Si esto es así y a mí me lo parece, entonces no creo que pueda calificarse negativamente la actitud del PP como desleal por no pactar con quien es desleal o al menos de no más desleal que quien es desleal por las razones que he apuntado más arriba. Más bien lo contrario, si acaso sería el menos desleal entre lo desleales, pues al menos es incuestionable su defensa del orden constitucional. Sin embargo, no creo que las razones esgrimidas por el PP para justificar su posición de bloqueo sean las adecuadas, pues dado el momento en el que nos encontramos no creo que la solución sea ya la de tratar de defender una vuelta al modelo primigenio de elección de los vocales de origen judicial del CGPJ ni de proteger al poder judicial; tampoco argüir que los socialistas quisieran modificar el delito de sedición y ahora el de malversación.
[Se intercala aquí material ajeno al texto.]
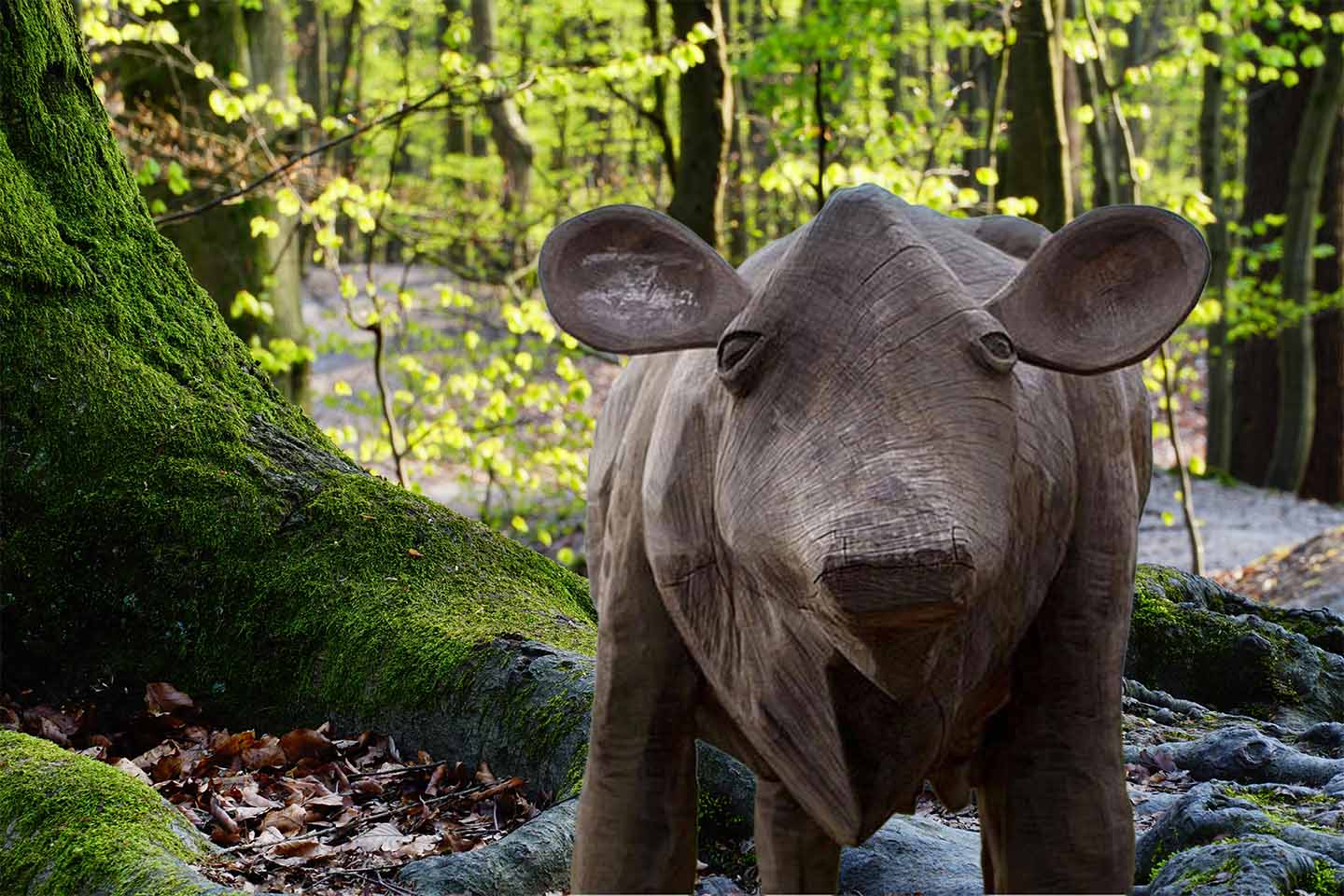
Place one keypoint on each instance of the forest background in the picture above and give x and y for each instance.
(405, 159)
La situación de quiebra de nuestra democracia es mucho peor, pues lo único que podemos constatar es que el consenso sobre el que fue posible la concordia y nuestra Constitución ha quebrado. De ahí que no tenga mucho sentido aludir a la deslealtad de uno u otro, pues desleales lo son todos, sin que importe ahora el grado de deslealtad que cada uno posea.
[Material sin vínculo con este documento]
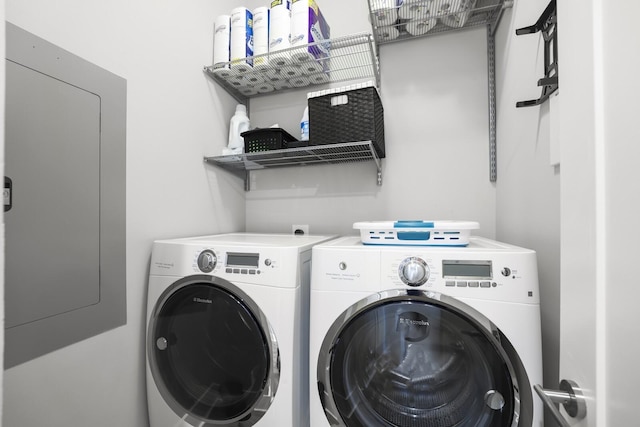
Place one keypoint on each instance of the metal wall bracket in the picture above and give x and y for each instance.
(548, 25)
(569, 396)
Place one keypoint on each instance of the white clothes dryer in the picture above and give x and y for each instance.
(227, 331)
(412, 336)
Decía Rousseau que cuanto más aumenta el gobierno su esfuerzo contra la soberanía, más se altera la Constitución, con lo que finalmente terminará por romper el trato social. Por eso y ante la situación de descomposición que vivimos, creo que la única solución es llamar a las urnas al pueblo soberano para que este decida si respalda la demolición del régimen de 1978, emprendida de forma enfervorecida hace cuatro años, o su consolidación. Mientras tanto encomendémonos a nuestra memoria y no al disparate de la democrática para evitar que nuestra historia vuelva a repetirse, aunque fuese como farsa.